Fencing in VMware virtualized Pacemaker nodes

For users of VMware virtualization, it's becoming increasingly common to deploy Pacemaker clusters within the virtual infrastructure. Doing this requires that you set up fencing via ESX Server or, more commonly, vCenter. Here's how to do that.

The cluster-glue package contains node Pacemaker's fencing (STONITH) plugins, one of which is the external/vcenter plugin. It enables Pacemaker to interface with an ESX Server host or vCenter server. When a Pacemaker node needs to be fenced, the fencing node contacts the vCenter host and instructs it to knock out the offending node.

For this to work, your configuration needs to satisfy a couple of prerequisites:

  • Your setup needs a reasonably recent cluster-glue package (the one by Martin that ships in Debian squeeze-backports and Ubuntu precise is fine).
  • You need to install the vSphere Web Services SDK on your nodes. This itself has a number of Perl prerequisites. On Debian/Ubuntu systems, you should be able to install them with:

    aptitude install libarchive-zip-perl libcrypt-ssleay-perl \
      libclass-methodmaker-perl libuuid-perl \
      libsoap-lite-perl libxml-libxml-perl
    

Now, create a set of vCenter credentials with the credstore_admin.pl utility that comes bundled with the SDK:

/usr/lib/vmware-vcli/apps/general/credstore_admin.pl \
  -s <vCenter server IP or hostname> \
  -u <vCenter username> \
  -p <vCenter password>

This creates a credentials file in .vmware/credstore/vicredentials.xml relative to your home directory. Copy this file into a location where Pacemaker can find it, say /etc/vicredentials.xml, and make sure it gets 0600 permissions. Also, remember to copy it to all your cluster nodes. Once your credentials are properly set up, you can test the STONITH agent's functionality by invoking it directly, like so:

  VI_SERVER=<vCenter server IP or hostname> \
  VI_CREDSTORE=/etc/vicredentials.xml \
  HOSTLIST="<pacemaker hostname>=<vCenter virtual machine name>" \
  RESETPOWERON=0 \
  /usr/lib/stonith/plugins/external/vcenter gethosts

<pacemaker hostname> is the name of one of your cluster nodes as per uname -n, and <vCenter virtual machine name> is the corresponding machine name in your vCenter inventory. If everything is working fine, the gethosts command should return the Pacemaker hostname again.
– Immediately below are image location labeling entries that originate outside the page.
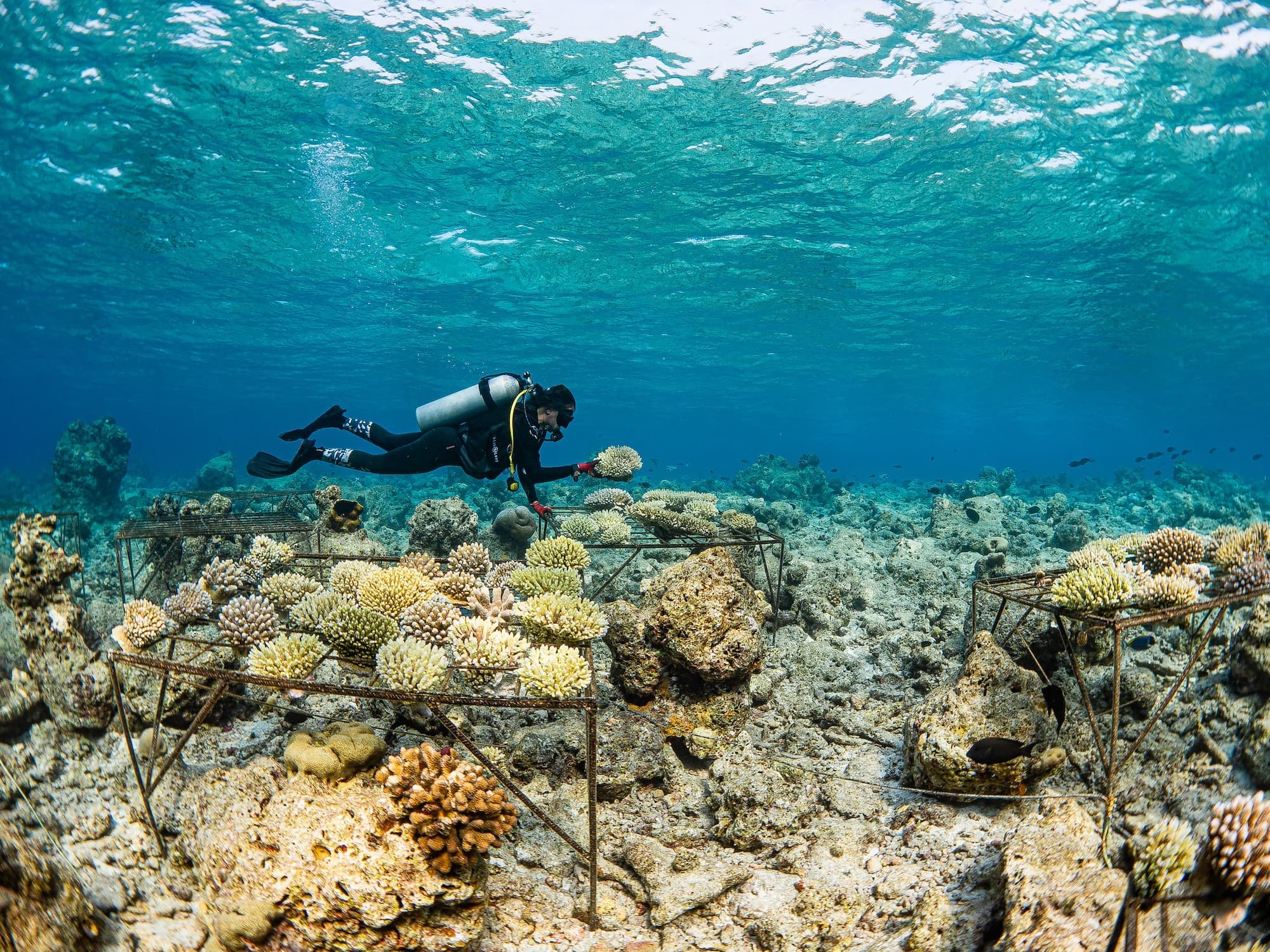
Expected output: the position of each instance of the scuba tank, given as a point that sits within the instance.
(493, 393)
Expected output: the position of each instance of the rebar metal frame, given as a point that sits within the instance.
(1032, 591)
(222, 680)
(643, 539)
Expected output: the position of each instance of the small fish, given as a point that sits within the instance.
(999, 751)
(1056, 704)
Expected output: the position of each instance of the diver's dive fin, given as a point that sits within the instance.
(333, 418)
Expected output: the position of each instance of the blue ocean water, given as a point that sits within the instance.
(926, 235)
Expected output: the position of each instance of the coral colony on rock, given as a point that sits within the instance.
(772, 664)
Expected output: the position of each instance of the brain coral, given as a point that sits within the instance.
(190, 605)
(451, 808)
(358, 633)
(1165, 549)
(392, 591)
(554, 671)
(472, 558)
(558, 553)
(1097, 590)
(612, 498)
(248, 620)
(1239, 840)
(286, 590)
(430, 620)
(562, 619)
(291, 657)
(411, 664)
(618, 464)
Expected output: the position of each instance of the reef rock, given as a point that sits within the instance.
(74, 685)
(43, 908)
(305, 866)
(90, 464)
(1057, 893)
(441, 525)
(993, 699)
Now, on to adding this to the Pacemaker configuration. The example below is for two hosts named alice and bob, which in the inventory happen to be listed by their FQDN in the example.com domain:

primitive p_fence_alice stonith:external/vcenter \
  params VI_SERVER="vcenter.example.com" \
    VI_CREDSTORE="/etc/vicredentials.xml" \
    HOSTLIST="alice=alice.example.com" \
    RESETPOWERON="0" \
    pcmk_host_check="static-list" \
    pcmk_host_list="alice" \
  op monitor interval="60"
primitive p_fence_bob stonith:external/vcenter \
  params VI_SERVER="vcenter.example.com" \
    VI_CREDSTORE="/etc/vicredentials.xml" \
    HOSTLIST="bob=bob.example.com" \
    RESETPOWERON="0" \
    pcmk_host_check="static-list" \
    pcmk_host_list="bob" \
  op monitor interval="60"
location l_fence_alice p_fence_alice -inf: alice
location l_fence_bob p_fence_bob -inf: bob
property stonith-enabled="true"

At this point you should be able to test fencing with stonith_admin -F or crm node fence. Or simulate a node problem with killall -9 corosync.

Special thanks for this goes to Nhan Ngo Dinh both for writing the plugin in the first place, and for providing an excellent and straightforward README file for it.